QTM 151 - Introduction to Statistical Computing II

Lecture 06 - While and For Loops

Danilo Freire

Emory University

Nice to see you all! 😊

Brief recap of the last class

Recap: conditional statements

In our last lecture, we covered conditional statements:

  • if statement: Executes a block of code if a condition is True.
  • elif statement: Checks a new condition if previous if or elif conditions were False.
  • else statement: Executes a block of code if all preceding if and elif conditions were False.

We also looked at: - Combining Conditions: Using logical operators and, or, not. - Nested if statements: Placing one if statement inside another for more complex decision-making.

Recap: Conditional Example

Remember this kind of structure?

#| echo: true
#| eval: false
age = 22
is_student = True
has_scholarship = False

# Eligible if (under 25 AND a student) OR 
# if has a scholarship
if (age < 25 and is_student) or has_scholarship:
    print("Eligible for program discount.")
else:
    print("Not eligible for program discount.")

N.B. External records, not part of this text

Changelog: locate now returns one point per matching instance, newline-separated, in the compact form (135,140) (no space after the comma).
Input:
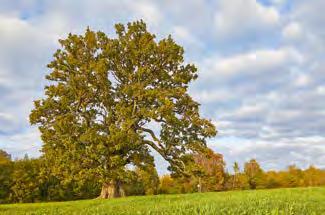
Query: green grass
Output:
(302,201)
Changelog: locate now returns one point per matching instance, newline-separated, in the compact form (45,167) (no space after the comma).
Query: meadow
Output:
(302,201)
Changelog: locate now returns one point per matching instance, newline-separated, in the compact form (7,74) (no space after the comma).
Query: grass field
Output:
(280,201)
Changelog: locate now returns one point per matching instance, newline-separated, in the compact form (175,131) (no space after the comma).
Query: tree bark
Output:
(112,189)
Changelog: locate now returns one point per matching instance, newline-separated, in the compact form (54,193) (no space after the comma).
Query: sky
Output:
(260,66)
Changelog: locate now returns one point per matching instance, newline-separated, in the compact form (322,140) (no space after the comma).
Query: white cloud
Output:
(292,31)
(237,17)
(253,63)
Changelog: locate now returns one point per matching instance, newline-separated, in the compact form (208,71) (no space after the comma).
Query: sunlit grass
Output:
(280,201)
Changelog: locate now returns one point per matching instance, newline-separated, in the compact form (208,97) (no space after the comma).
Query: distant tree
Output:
(212,165)
(254,173)
(236,172)
(5,176)
(105,97)
(25,183)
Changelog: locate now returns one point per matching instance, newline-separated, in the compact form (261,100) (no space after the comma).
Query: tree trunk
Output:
(112,189)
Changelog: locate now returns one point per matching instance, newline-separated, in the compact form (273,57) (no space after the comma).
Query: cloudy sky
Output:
(261,68)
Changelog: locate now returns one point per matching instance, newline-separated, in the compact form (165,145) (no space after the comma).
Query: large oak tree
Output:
(110,101)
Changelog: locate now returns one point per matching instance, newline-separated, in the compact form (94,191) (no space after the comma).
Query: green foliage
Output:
(304,201)
(254,173)
(104,96)
(5,176)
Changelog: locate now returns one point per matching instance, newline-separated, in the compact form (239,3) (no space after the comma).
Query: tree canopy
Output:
(111,101)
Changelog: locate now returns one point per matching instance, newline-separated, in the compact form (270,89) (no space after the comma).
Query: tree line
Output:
(108,104)
(28,180)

This ability to control program flow based on conditions is fundamental, and loops will build upon this by allowing us to repeat actions.

For loops in Python 🔄🐍

What is a for loop?

  • A for loop is a way to iterate over a sequence of elements
  • It is a very useful tool to automate repetitive tasks
  • The syntax is similar to an if statement, including the colon : and the necessary indentation (4 spaces)
  • The syntax is as follows:
for element in sequence:
    do something
variable = [1,2,3,4]

for i in variable:
    print(i)
1
2
3
4

What can you do with a for loop?

  • You can iterate over a list of elements
    • Numbers, strings, or any other type of object
  • You can also iterate over a range of numbers
  • You can even iterate over a list of lists (nested lists) 🤯
    • This is very useful when working with dataframes or matrices
students_scores = [
    ["Alice", 85, 90, 88],
    ["Bob", 78, 82, 84],
    ["Charlie", 92, 95, 93]
]

for i in students_scores:
    print(i)
['Alice', 85, 90, 88]
['Bob', 78, 82, 84]
['Charlie', 92, 95, 93]

Some examples

list_ids = ["KIA", "Ferrari", "Ford", "Tesla"]
print("Dear customer, we are writing about your " + list_ids[0] + " car.")
print("Dear customer, we are writing about your " + list_ids[1] + " car.")
print("Dear customer, we are writing about your " + list_ids[2] + " car.")
print("Dear customer, we are writing about your " + list_ids[3] + " car.")
Dear customer, we are writing about your KIA car.
Dear customer, we are writing about your Ferrari car.
Dear customer, we are writing about your Ford car.
Dear customer, we are writing about your Tesla car.
  • This is a very boring! 🥱
list_ids = ["KIA", "Ferrari", "Ford", "Tesla"]

for i in list_ids:
    print("Dear customer, we are writing about your " + i + " car.")
Dear customer, we are writing about your KIA car.
Dear customer, we are writing about your Ferrari car.
Dear customer, we are writing about your Ford car.
Dear customer, we are writing about your Tesla car.
  • This is much better! 😎

You can also iterate over additional elements

  • This code iterates over each element in list_ids and three additional elements: ‘a’, ‘b’, and ‘c’.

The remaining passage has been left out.